Un business da 20 milioni di euro l’anno. Si paga la mazzetta al boss, o alla donna-boss di turno, tra i 1000 e i 7000 euro, questi sfondano la porta d’acciaio e si ha un tetto sotto cui dormire. Ovvero, i contratti d’affitto vengono venduti, a chi non ne può più di attendere l’assegnazione da parte del Comune. Una graduatoria parallela insomma, come spiega Aldo Brandirali, consigliere comunale Pdl: ”La lista parallela esiste ed è il risultato di troppi anni di inefficienza da parte delle amministrazioni. Palazzo Marino continua a non conoscere la situazione di illegalità diffusa: e questo è un grosso problema”. Sui silenzi di Palazzo Marino è intervenuto anche il pm Antonio Sangermano che nell’udienza dell’11 maggio contro il clan Pesco-Cardinale, “gestore” di decine di immobili al quartiere Niguarda, denuncia: “Il Comune ha tollerato per anni una sacca purulenta, è inutile che i cittadini facciano segnalazioni se poi si resta inerti”.

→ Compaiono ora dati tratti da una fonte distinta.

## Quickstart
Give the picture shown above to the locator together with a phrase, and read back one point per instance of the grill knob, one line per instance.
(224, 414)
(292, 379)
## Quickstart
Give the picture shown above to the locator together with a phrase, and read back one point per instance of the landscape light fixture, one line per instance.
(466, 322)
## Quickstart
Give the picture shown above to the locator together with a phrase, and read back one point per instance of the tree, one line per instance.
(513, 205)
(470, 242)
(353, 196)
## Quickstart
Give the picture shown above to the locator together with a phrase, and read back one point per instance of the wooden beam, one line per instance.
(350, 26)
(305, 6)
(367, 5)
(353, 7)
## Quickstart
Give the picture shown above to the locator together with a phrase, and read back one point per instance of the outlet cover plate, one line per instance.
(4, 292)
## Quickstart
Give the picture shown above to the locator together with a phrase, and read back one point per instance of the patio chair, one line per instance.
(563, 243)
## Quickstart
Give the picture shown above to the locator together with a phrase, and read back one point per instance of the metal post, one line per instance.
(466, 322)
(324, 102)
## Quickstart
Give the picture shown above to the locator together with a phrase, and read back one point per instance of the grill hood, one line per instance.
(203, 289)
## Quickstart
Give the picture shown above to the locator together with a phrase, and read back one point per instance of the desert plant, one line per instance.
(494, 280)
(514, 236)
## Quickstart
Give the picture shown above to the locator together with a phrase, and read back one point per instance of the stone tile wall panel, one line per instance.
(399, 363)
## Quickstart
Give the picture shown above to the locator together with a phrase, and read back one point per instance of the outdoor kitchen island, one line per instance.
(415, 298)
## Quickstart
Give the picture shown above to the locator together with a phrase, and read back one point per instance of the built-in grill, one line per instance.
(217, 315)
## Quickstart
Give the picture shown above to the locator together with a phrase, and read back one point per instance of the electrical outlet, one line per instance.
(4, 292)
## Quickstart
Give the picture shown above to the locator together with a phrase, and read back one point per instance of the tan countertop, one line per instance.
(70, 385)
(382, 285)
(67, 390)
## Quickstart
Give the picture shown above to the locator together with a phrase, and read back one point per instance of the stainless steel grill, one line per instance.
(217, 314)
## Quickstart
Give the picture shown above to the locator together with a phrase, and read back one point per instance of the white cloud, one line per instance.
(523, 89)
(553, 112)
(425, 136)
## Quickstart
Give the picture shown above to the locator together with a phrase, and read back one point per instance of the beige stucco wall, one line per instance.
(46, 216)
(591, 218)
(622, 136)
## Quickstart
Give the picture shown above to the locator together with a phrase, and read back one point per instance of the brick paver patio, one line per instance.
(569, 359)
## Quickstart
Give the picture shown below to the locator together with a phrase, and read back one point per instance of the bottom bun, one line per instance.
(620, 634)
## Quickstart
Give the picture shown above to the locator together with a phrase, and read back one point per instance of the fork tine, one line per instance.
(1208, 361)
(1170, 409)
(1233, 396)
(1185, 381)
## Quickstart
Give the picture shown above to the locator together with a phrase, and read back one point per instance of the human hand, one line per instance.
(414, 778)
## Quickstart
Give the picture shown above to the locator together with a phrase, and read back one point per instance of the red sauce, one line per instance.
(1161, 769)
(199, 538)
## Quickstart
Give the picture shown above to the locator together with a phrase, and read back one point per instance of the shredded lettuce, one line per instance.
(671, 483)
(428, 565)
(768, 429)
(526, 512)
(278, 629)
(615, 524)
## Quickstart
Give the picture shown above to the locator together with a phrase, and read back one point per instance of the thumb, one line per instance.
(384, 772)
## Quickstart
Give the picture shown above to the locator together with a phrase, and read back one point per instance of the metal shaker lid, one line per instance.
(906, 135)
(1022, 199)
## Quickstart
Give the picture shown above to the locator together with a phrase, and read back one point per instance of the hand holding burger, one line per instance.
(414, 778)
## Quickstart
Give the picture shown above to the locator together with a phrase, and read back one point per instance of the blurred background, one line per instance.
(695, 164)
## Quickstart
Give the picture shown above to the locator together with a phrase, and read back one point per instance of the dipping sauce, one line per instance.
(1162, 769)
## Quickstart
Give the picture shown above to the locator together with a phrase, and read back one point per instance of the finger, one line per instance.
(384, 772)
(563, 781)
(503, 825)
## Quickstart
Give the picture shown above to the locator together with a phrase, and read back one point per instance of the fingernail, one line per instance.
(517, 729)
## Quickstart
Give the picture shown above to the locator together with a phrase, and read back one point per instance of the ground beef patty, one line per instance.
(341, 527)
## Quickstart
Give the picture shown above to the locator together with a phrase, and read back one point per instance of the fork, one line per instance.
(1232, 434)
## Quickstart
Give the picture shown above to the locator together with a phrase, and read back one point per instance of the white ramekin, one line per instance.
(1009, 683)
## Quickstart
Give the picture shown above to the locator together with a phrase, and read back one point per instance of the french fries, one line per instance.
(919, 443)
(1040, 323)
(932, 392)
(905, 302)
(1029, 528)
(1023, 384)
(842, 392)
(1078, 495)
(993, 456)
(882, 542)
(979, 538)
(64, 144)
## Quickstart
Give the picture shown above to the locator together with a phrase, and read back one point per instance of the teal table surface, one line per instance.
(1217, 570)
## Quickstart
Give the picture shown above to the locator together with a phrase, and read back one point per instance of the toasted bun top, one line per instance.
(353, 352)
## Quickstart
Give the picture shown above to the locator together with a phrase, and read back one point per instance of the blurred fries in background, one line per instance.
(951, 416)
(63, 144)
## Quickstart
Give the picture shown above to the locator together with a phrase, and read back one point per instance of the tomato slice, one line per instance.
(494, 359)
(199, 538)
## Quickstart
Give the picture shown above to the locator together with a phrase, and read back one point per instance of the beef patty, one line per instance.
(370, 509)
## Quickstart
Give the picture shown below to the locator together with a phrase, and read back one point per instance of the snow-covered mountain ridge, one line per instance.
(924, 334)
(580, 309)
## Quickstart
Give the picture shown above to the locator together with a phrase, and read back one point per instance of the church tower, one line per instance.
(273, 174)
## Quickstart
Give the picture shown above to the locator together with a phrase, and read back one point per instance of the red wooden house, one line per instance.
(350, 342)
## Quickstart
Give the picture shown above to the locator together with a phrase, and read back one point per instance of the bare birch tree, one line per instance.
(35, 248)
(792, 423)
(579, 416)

Anzi. Chi parla corre seri rischi. Com’è accaduto nella notte tra il 4 e il 5 aprile, quando sono partiti 10 spari contro una finestra in via Console Marcello. Destinataria dell’avvertimento una donna che doveva testimoniare in un processo per pestaggio. Del gesto è stato accusato il figlio della portiera, L.A., una donna boss che gestisce alcuni appartamenti sfitti di un palazzo nel quartiere Niguarda. E’ lei che si occupa di disinnescare gli allarmi e far “accomodare” le persone, dietro compenso ovviamente. Oltre a lei, Anna Cardinale, figlia di Giovanna Pesco, chiamata la “signora Gabetti” perché è stata una vera e propria agenzia immobiliare di alloggi da occupare.
Una soluzione a questa vergogna è ancora lontana. Domenico Ippolito, direttore generale dell’Aler, spiega: “Dal primo ottobre il Comune ci ha riaffidato la gestione del suo patrimonio (30 mila case) che prima era in mano a tre privati (Gefi, Romeo, Pirelli Re). Stiamo cercando di eliminare le sacche di illegalità laddove è possibile”. I tempi si allungano, mentre le richieste di assegnazione di un alloggio convenzionato raggiungono quota 20 mila. Nella città della finanza, della moda, del lusso, della “bella vita”, del tutto e subito, chi ha bisogno di un tetto, farà prima a rivolgersi a qualche clan, che alle istituzioni.